You can add overridden facility data by doing the following:
- Place the CSV of facility information that has overridden values in data/external/covidcaremap-ushcsc-facility-manual-override.csv
- This data needs to be in the format as the published CovidCareMap facility data.
- All fields must be the same as the data except those which are overridden.
- Include two extra columns at the end:
Manual Override Reason
andManual Override New Data Source
- If you generate a new ID for CCM_ID, make sure it is unique to the dataset.

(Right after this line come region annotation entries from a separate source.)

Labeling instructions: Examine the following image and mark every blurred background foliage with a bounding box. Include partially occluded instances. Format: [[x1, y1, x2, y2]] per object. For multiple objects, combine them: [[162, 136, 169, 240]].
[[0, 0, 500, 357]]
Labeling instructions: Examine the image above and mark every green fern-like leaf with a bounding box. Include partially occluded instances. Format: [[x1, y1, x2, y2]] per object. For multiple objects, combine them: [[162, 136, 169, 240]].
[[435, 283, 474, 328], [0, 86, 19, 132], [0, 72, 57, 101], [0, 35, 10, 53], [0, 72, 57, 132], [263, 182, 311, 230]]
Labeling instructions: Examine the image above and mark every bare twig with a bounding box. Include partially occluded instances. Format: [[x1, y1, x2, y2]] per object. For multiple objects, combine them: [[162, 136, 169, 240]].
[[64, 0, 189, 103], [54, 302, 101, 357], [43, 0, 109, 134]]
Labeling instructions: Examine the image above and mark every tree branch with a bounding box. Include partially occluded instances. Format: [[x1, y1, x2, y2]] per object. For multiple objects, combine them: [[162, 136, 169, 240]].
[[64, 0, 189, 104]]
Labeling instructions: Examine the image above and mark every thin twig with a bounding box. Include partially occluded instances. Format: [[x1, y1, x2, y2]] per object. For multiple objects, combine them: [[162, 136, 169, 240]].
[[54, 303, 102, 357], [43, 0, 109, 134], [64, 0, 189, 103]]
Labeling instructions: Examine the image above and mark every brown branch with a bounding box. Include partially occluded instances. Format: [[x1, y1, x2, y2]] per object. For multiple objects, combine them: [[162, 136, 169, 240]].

- Now running this notebook will replace or add the facility information.
This step takes census data per county and merges it with county, state, and HRR regions. The HRR population calculation performs a spatial join betwee the HRRs and counties, and adds the county populations weighted by the overlapping area between the county and the HRR. The state data includes Puerto Rico census data taken from a different source than the county data. All population data are using the US Census 2018 estimates.
This notebook aggregates the facility data into bed counts, ratios and per-capita numbers for
counties, states, and HRRs. For states, it is also merged with ventilator data.
The regioal aggregation uses logic contained in the sum_per_region
method of covidcaremap/geo.py.
This notebook will compute the quantile breaks for the US Healtchare System Capacity visualization.
- processing/01_Geocode_HCRIS_Data.ipynb
- processing/02_Process_HCRIS_Data.ipynb
- processing/02a_Process_HIFLD_Data.ipynb
- processing/03_Merge_Facility_Information.ipynb
- processing/04_Generate_CovidCareMap_Facility_Data.ipynb
- processing/05_Merge_Region_and_Census_Data.ipynb
- processing/06_Generate_CovidCareMap_Regional_Data.ipynb
- processing/07_Compute_Quantile_Breaks.ipynb
Note: This data is a work in progress; it is not yet totally worked out and validated. Help wanted! More information is contained in the notebooks.
- processing/Generate_CCM_CareModel_Facility_Data.ipynb: Generates CareModel data for facilities in the CCM-HSC data.
- processing/Generate_CareModel_Regional_Data.ipynb: Aggregates CareModel data for US counties, states, and HRRs.
These notebooks process the Harvard Global Health Institute (HGHI) Data. This processing generates the data used in the Ventilator Supply and Healthcare Capacity Map, by State visualization.
Must be run in this order:
- processing/Process_HGHI_Data.ipynb: Generates GeoJSON for the HGHI data.
- processing/Merge_Ventilator_and_HGHI_State_Data.ipynb: Merges he HGHI data with the ventilator data
- processing/Merge_HGHI_and_CCM_data.ipynb: Merges CovidCareMap Healthcare System Capacity data and HGHI data.